Join us tonight at 10 PM for another live episode of Strange Love. On the next episode we’ll be joined by Steve Woodward, known to many of you as oregoniansteve.  I’ve only had the pleasure of meeting Steve once, so it will be a real treat to sit down and get to know him better on the show and find out what the future holds for him.

15 hours… my touchy feely post about WordCamPDX

I woke up at the completely indecent hour of 5:30 AM…

Okay that’s a lie, I was supposed to wake up at 5:30 but really I didn’t wake up til closer to 6 in the morning to drag my snoozey self out of bed. I’d been up all night (til 1, maybe 1:30) and I was tired. Exhausted. Without rest.

I wasn’t going to let a little exhaustion stop me though, there were big things on the horizon and I was going to be there. I rushed to get ready, made a breakfast snack for K (I had a feeling Dr. Normal would be sleeping in while Saturday morning cartoons were enjoyed by the 6 year old) and just after I put on some lipstick I saw Verso’s car pull up in front of my house. A quick hello and then I tossed my bag in her back seat and we were off.

Our destination? WordCamp Portland. We arrived shortly after 7 and the hustle and bustle of the day had already begun.

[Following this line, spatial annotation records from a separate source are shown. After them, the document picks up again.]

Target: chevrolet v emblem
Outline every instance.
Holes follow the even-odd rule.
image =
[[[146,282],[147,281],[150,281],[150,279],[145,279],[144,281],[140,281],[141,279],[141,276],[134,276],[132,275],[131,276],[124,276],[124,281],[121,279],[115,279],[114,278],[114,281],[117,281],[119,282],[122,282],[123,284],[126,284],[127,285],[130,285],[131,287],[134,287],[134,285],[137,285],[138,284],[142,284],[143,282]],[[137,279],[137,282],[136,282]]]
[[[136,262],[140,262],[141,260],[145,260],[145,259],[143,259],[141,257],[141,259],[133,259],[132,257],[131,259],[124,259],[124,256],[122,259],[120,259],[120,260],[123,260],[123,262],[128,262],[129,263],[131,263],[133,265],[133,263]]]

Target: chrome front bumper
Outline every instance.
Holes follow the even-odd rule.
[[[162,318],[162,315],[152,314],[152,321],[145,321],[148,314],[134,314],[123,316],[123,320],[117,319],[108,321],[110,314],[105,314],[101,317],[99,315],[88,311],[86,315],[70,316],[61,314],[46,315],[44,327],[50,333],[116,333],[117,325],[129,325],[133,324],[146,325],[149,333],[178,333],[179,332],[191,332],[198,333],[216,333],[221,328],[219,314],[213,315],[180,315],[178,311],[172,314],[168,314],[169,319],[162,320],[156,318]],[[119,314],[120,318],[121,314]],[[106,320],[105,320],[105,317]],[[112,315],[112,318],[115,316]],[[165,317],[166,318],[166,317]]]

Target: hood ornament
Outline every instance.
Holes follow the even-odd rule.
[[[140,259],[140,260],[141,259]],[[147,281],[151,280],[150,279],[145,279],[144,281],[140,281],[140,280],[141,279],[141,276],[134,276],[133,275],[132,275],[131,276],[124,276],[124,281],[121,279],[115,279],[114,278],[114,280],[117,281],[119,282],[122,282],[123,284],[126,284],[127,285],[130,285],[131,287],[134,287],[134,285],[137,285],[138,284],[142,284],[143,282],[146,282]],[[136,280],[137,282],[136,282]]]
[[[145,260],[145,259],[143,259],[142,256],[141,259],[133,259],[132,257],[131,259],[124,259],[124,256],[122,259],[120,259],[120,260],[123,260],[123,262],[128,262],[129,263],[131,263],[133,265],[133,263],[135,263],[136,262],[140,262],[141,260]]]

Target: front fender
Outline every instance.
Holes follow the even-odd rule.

There was no shortage of things to get done before 8 AM, luckily there also seemed to be enough volunteers to get the required tasks done…

And so the conference started and the insanity also began.

And by insanity I mean?  A really well composed gathering of 150+ people all coming together to talk about WordPress.

I was expecting anarchy.  Chaos.  A free for all… or maybe a touch of boredom but what I got was a good day with great people and an education on WordPress worth so much more than the $10 registration fee I paid.

More than anything else though, I saw clearly that Portland spirit at work yet again.  Not only were we there celebrating, educating and being educated on WordPress, we were helping each other.

Whether we’re talking about the organizers, the sponsors, the people who tackled tasks at the conference or the person sitting across the room that tweeted out an offer of help to anyone who needed it, the story was the same: A community coming together.  Everyone seemed to have something to give.

My only regret about word camp is now that I’m writing about it I sound like a fucking hippie…

Enough of this touchy feely stuff, tomorrow I’ll tell you what I learned.

shiny and new…

There’s nothing quite like a new header to make a girl feel extra sassy.  It may seem silly to you but new header days are like clean sheet day to the 100th degree.  It’s like having a great new bra & matching panties x20.

Like your first kiss with a lover.

Yeah, new header days are pretty fantastic… But a new header on a brand new blog?  I’m feeling a little tingly people.  So if you see me walking down the street today and I look a little distracted like my head is in the clouds and I’m smiling just a bit too much or I have that slightly mussed look a girl gets after she’s had a roll in the hay… cut me some slack.

I may be 31 years old with a mountain of responsibilities but I’m still a simple girl at heart and the blog change I’m making?  Like the title of the post says… Shiny and new.